The problem is that there will never be any equivalent influx of investment in science until that day comes when we are forced to interact with extraterrestrial species. Unless private corporations have something to gain from it.

Currently, there is a single glimmer of hope, and that’s the International Space Station (ISS). The ISS has experimental racks called EXPRESS Racks. These are modular equipment racks that are designed with interfaces for experimental modules that can weigh up to 64 pounds, and can connect to 500 watts of 28vDC power, RS422, ethernet, discrete, and video data connectors, air and water cooling, and nitrogen supply and waste gas vent. What this means is that any company can pay an organization with the capability to deliver a standardized payload to the ISS to conduct zero-gravity experiments in what amounts to the most sophisticated cleanroom ever invented.

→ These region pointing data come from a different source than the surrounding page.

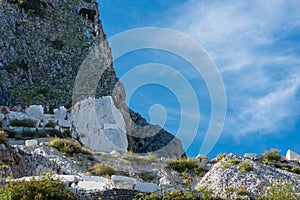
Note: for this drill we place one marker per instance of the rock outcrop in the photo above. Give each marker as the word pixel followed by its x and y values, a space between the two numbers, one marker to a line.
pixel 41 52
pixel 226 177
pixel 58 56
pixel 100 125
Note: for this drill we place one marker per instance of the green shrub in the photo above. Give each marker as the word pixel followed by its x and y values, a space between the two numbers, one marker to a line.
pixel 40 134
pixel 3 139
pixel 295 170
pixel 58 44
pixel 221 156
pixel 245 166
pixel 147 176
pixel 50 124
pixel 55 133
pixel 182 165
pixel 102 169
pixel 10 134
pixel 167 196
pixel 208 194
pixel 280 191
pixel 233 161
pixel 272 155
pixel 27 134
pixel 150 157
pixel 66 147
pixel 225 165
pixel 37 7
pixel 22 123
pixel 43 189
pixel 200 170
pixel 241 191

But the ISS is the International Space Station. So what does this have to do with NASA? Only that due to the US’s short-sightedness, we have removed our own access to the most important laboratory in our history, and instead of being able to provide delivery services to other countries, for a fee, we will now have to pay them to run our own experiments.

It’s true that NASA will continue to design and perform unmanned missions. However, unless the equipment and interfaces are standardized (requirements that may need to be ignored for specialized experimental equipment), costs will remain high every time redundant technology needs to be developed anew. Does that really serve this nation’s technological and fiscal interests?

What’s the result of this? Without a reusable delivery vehicle, the United States will lose its technological edge, resulting in increased technology imports and liscencing from the EU, Japan, and China. The end result for NASA, is that the Agency becomes a boat without a paddle.